Instance segmentation & Mask R-CNN
Before we begin
Semantic segmentation labels every pixel with a class — all “person” pixels share one ID. Instance segmentation must answer: which pixels belong to person A vs person B?
That requires detecting objects and drawing a mask per instance. The workhorse architecture for years has been Mask R-CNN (He et al., 2017) — built on Faster R-CNN with a small mask head per region.
Figure
Mask R-CNN pipeline
What you will learn
- Contrast semantic, instance, and panoptic outputs with examples.
- Walk through Mask R-CNN stages: backbone, FPN, RPN, RoIAlign, mask head.
- Explain why RoIAlign beats RoI Pool for mask quality.
- Know one-stage and query-based alternatives at a high level.
Before this lesson
Why semantic models fail at instances
Two overlapping cups on a table:
| Output type | What happens |
|---|---|
| Semantic | All cup pixels → class cup — one blob |
| Instance | Cup 1 mask + Cup 2 mask — separable |
| Detection only | Two boxes — pixels inside box still include background |
Apps that count, track, or edit one object need instance or panoptic pipelines.
Two-stage instance segmentation (Mask R-CNN)
Stage 1 — Region proposals
Backbone + FPN extract multi-scale features (same pyramid idea as detection lessons in CV foundations).
Region Proposal Network (RPN) slides anchors on the feature map, predicts objectness and box deltas → candidate boxes.
Stage 2 — Per-region prediction
For each proposed region:
- RoIAlign crops a fixed-size feature patch — bilinear sampling at fractional coordinates (no harsh quantization like RoI Pool).
- Box head — class label + refined box.
- Mask head — small FCN outputs K×m×m mask per class (typically 28×28), applied only for the winning class.
Image → ResNet+FPN → RPN proposals
→ RoIAlign per box → parallel heads: class | box | maskTraining: multi-task loss = classification + box regression + mask pixel loss (on positive regions).
RoIAlign vs RoI Pool (why masks got better)
RoI Pool snaps region boundaries to discrete grid cells → misalignment — fine for coarse boxes, bad for pixel masks.
RoIAlign samples at continuous locations → masks align with object edges — critical for instance quality.
Outputs at inference
Per detected instance you get:
- Bounding box
- Class score
- Binary mask (upsampled to image size, cropped to box)
Post-processing: NMS (non-max suppression) removes duplicate boxes on the same object.
One-stage instance methods (awareness)
| Family | Idea |
|---|---|
| YOLACT / YOLO-mask variants | Predict masks in one pass — faster, often lower mask quality |
| SOLO / SOLOv2 | Assign instances to grid cells directly |
| Mask2Former (query-based) | Transformer queries predict masks — modern panoptic leader |
Mask R-CNN remains the teaching default because the two-stage story is explicit: detect → segment inside box.
Panoptic segmentation — tying it together
Panoptic = semantic labels for stuff (sky, road) + instance masks for things (people, cars).
Often two branches or unified models (e.g. Panoptic FPN, Mask2Former). Production driving stacks care deeply about not confusing road vs sidewalk (semantic) and not merging two pedestrians (instance).

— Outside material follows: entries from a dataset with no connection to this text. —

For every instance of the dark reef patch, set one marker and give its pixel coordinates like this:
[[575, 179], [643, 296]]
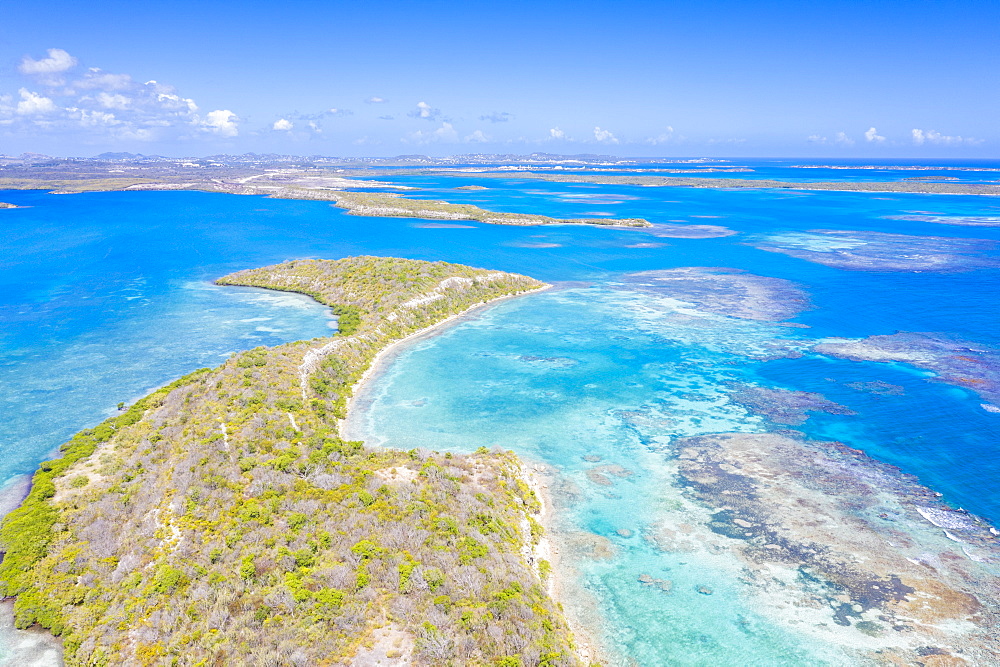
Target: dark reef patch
[[870, 546], [724, 291], [784, 406], [962, 364], [877, 251]]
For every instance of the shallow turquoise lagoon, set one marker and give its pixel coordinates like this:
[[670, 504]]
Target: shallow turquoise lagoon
[[106, 295]]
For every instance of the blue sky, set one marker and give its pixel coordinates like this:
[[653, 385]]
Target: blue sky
[[878, 79]]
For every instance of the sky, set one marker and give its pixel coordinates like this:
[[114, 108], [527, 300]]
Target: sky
[[633, 78]]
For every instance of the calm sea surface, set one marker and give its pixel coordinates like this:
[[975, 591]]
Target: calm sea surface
[[104, 296]]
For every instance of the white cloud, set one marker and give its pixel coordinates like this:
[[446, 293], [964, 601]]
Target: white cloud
[[498, 117], [97, 79], [843, 139], [33, 103], [662, 138], [95, 118], [93, 105], [58, 61], [872, 135], [477, 137], [425, 111], [115, 101], [444, 134], [221, 122], [604, 136], [933, 137]]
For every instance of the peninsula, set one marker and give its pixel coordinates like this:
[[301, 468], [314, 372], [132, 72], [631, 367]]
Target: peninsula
[[223, 520]]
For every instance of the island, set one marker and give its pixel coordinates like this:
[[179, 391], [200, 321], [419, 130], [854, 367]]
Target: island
[[224, 520], [393, 205]]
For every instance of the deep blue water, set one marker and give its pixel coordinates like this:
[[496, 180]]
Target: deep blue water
[[106, 295]]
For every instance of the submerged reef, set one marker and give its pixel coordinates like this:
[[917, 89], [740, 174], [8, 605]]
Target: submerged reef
[[958, 220], [723, 291], [845, 548], [877, 251], [755, 184], [962, 364], [223, 520], [677, 231], [784, 406]]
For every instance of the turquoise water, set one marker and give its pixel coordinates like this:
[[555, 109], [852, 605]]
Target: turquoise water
[[106, 295]]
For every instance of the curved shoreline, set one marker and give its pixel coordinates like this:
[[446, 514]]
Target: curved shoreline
[[388, 354]]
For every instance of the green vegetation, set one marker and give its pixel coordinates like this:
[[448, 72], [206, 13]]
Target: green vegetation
[[394, 205], [223, 520]]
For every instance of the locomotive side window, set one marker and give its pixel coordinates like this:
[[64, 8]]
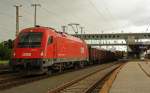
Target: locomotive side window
[[50, 40], [30, 39]]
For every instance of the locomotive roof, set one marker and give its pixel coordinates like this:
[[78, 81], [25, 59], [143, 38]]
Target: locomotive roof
[[43, 29]]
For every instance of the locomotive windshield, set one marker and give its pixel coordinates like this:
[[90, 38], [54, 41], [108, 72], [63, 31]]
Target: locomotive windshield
[[30, 39]]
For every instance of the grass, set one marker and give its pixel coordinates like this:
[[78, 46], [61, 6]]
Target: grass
[[3, 62]]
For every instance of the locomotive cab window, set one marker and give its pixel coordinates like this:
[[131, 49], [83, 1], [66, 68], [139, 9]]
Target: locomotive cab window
[[30, 39], [50, 40]]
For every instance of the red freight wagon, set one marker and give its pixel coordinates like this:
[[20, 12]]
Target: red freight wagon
[[41, 49]]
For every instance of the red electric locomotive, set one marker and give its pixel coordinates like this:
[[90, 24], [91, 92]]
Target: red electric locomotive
[[41, 49]]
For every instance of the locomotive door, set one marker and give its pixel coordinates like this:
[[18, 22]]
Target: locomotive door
[[55, 50]]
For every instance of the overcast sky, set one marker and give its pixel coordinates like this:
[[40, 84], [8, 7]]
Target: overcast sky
[[96, 16]]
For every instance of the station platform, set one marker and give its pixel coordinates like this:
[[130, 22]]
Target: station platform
[[134, 77]]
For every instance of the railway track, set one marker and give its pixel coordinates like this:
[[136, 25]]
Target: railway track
[[88, 83], [16, 80]]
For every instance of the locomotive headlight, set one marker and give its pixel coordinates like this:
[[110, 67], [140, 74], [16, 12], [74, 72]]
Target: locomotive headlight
[[42, 53]]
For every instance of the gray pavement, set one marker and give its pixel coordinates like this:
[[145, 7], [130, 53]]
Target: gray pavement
[[132, 79]]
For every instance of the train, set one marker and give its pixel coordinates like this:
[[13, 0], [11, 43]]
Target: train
[[41, 49]]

When to use instance vs semantic U-Net
| Use semantic U-Net / DeepLab | Use instance / Mask R-CNN |
|---|---|
| Portrait background (person vs bg) | Counting objects in a shelf |
| Road / sky parsing | Robotics manipulation per object |
| Organ segmentation in CT slice | Interactive photo editing per person |
| Faster, simpler labels | Needs box + mask or instance ID labels |
Your course project is semantic (pet vs background vs border trimap) — the right first step. Instance is the natural Module 5 extension if you label separate object IDs.
Practical notes
- Annotation cost: instance > semantic — each object needs its own mask ID.
- Compute: Mask R-CNN is heavier than U-Net — often GPU-only at reasonable resolution.
- Libraries:
torchvision.models.detection.maskrcnn_resnet50_fpn— fine-tune on custom instance datasets.
Checkpoint
- What does the mask head predict relative to the box head?
- Why does RoIAlign matter for mask edges?
- Name one task that needs instance segmentation, not semantic only.